Manny Motajo

Personal information
- Date of birth: February 13, 1970 (age 55)
- Place of birth: Greenbelt, Maryland, United States
- Height: 6 ft 0 in (1.83 m)
- Position(s): Defender

Youth career
- 1987–1988: First Bank
- 1989–1992: Howard University

Senior career*
- Years: Team / Apps / (Gls)
- 1994: Washington Mustangs
- 1994–1995: Washington Warthogs (indoor) / 41 / (6)
- 1996: Los Angeles Galaxy / 20 / (1)
- 1997: Jacksonville Cyclones / 26 / (0)
- 1998–1999: New England Revolution / 17 / (2)

International career
- 1988–1989: Nigeria U21

= Manny Motajo =

Nigerian footballer (born 1970)

Manny Motajo (born February 13, 1970) is a Nigerian retired footballer who played as a defender professionally in the USISL, Continental Indoor Soccer League and Major League Soccer.

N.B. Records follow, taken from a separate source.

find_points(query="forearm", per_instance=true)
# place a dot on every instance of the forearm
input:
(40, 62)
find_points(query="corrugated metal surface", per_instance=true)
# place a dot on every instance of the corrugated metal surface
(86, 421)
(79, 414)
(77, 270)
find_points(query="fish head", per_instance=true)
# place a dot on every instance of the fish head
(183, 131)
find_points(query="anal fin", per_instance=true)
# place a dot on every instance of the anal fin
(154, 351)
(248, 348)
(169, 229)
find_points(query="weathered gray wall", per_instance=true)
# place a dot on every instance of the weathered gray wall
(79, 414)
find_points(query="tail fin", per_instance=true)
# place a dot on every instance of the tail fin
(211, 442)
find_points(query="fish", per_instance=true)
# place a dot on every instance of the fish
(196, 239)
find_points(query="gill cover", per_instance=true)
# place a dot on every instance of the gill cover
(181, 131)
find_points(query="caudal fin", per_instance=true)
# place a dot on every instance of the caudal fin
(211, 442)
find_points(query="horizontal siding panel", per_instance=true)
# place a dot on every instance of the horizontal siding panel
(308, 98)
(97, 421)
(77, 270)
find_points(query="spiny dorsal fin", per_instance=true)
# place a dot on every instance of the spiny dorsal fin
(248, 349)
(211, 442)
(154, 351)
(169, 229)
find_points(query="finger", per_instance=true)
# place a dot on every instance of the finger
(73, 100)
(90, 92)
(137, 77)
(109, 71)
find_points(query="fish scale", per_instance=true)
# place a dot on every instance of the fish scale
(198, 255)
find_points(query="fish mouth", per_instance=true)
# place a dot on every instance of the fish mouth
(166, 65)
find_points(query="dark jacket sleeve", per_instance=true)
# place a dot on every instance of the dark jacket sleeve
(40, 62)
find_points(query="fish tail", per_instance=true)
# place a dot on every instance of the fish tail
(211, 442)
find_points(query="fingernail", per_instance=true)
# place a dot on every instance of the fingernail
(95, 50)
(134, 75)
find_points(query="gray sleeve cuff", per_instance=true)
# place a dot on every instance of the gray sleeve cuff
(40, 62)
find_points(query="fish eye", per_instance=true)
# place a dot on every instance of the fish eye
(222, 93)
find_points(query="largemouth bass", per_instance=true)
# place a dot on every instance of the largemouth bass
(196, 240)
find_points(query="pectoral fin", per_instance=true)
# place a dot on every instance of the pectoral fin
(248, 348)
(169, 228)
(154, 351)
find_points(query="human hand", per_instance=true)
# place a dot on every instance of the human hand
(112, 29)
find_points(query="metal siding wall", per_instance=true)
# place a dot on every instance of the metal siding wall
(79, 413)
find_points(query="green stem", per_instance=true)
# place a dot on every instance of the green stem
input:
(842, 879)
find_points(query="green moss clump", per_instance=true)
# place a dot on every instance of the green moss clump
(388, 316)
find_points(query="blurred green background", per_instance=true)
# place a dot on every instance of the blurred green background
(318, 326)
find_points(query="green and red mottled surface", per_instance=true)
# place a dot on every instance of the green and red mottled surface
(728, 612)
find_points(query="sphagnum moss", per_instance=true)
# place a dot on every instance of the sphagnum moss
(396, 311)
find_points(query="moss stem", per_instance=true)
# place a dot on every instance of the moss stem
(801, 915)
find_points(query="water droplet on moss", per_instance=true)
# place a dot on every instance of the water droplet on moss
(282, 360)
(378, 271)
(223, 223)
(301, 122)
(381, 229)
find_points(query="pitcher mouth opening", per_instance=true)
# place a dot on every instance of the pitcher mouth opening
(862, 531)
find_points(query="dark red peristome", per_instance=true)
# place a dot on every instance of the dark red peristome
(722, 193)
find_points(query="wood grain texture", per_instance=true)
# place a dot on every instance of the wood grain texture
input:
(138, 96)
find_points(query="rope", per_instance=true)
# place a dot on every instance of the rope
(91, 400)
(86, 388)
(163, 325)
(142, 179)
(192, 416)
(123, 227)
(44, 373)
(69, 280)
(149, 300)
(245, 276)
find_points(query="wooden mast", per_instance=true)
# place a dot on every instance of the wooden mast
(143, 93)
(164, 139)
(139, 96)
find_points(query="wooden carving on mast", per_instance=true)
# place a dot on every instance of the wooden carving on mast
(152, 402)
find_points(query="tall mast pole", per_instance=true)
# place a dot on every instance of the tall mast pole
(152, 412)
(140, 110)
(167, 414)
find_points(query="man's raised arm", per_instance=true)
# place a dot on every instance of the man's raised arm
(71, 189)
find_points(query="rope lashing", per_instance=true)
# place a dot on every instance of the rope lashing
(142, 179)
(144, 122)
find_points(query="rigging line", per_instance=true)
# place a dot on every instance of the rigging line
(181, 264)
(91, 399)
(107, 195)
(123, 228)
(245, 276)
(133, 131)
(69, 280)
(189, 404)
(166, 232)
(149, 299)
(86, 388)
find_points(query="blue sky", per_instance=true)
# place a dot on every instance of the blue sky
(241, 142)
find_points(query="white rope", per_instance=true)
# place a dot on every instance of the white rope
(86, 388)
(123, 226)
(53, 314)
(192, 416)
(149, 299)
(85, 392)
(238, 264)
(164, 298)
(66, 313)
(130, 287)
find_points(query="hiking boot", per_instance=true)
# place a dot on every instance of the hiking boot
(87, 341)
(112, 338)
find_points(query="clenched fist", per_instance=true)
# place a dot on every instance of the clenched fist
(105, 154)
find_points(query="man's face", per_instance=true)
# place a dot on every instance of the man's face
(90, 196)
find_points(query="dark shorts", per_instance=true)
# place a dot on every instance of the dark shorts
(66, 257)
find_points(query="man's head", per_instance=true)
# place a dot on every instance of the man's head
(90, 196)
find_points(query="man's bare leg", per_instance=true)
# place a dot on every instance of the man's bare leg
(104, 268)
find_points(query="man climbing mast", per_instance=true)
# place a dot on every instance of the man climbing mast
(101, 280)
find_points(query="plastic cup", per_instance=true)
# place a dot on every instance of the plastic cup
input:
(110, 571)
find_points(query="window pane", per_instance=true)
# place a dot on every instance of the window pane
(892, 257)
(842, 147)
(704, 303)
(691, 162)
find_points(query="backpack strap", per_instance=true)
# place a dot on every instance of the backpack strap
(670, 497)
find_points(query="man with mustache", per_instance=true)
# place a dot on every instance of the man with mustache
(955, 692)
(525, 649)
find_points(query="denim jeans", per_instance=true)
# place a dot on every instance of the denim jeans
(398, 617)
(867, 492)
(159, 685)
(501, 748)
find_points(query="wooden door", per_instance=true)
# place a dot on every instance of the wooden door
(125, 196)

In 1987, Motajo began his career with First Bank F.C. in the Nigeria National League. In 1989, he entered Howard University in the United States. He played soccer at Howard from 1989 to 1992. In 1994, he played for the Washington Mustangs in the USISL. He then moved to the Washington Warthogs in the Continental Indoor Soccer League for the 1994 and 1995 indoor seasons. Motajo caught the eye of scouts from Major League Soccer during the league’s initial open tryouts. This led to his selection in February 1996, by the Los Angeles Galaxy in the 9th round (84th overall) in the 1996 MLS Inaugural Player Draft. He played twenty games for the Galaxy in 1996, but was waived on November 8. In 1997, he played for the Jacksonville Cyclones of the USISL A-League. The New England Revolution signed Motajo on May 22, 1998. He played seventeen games for the Revolution over two seasons before being waived on June 15, 1999 to clear a roster spot for the recently signed Chaka Daley. He also played for the Nigerian national under-21 team between 1988 and 1989.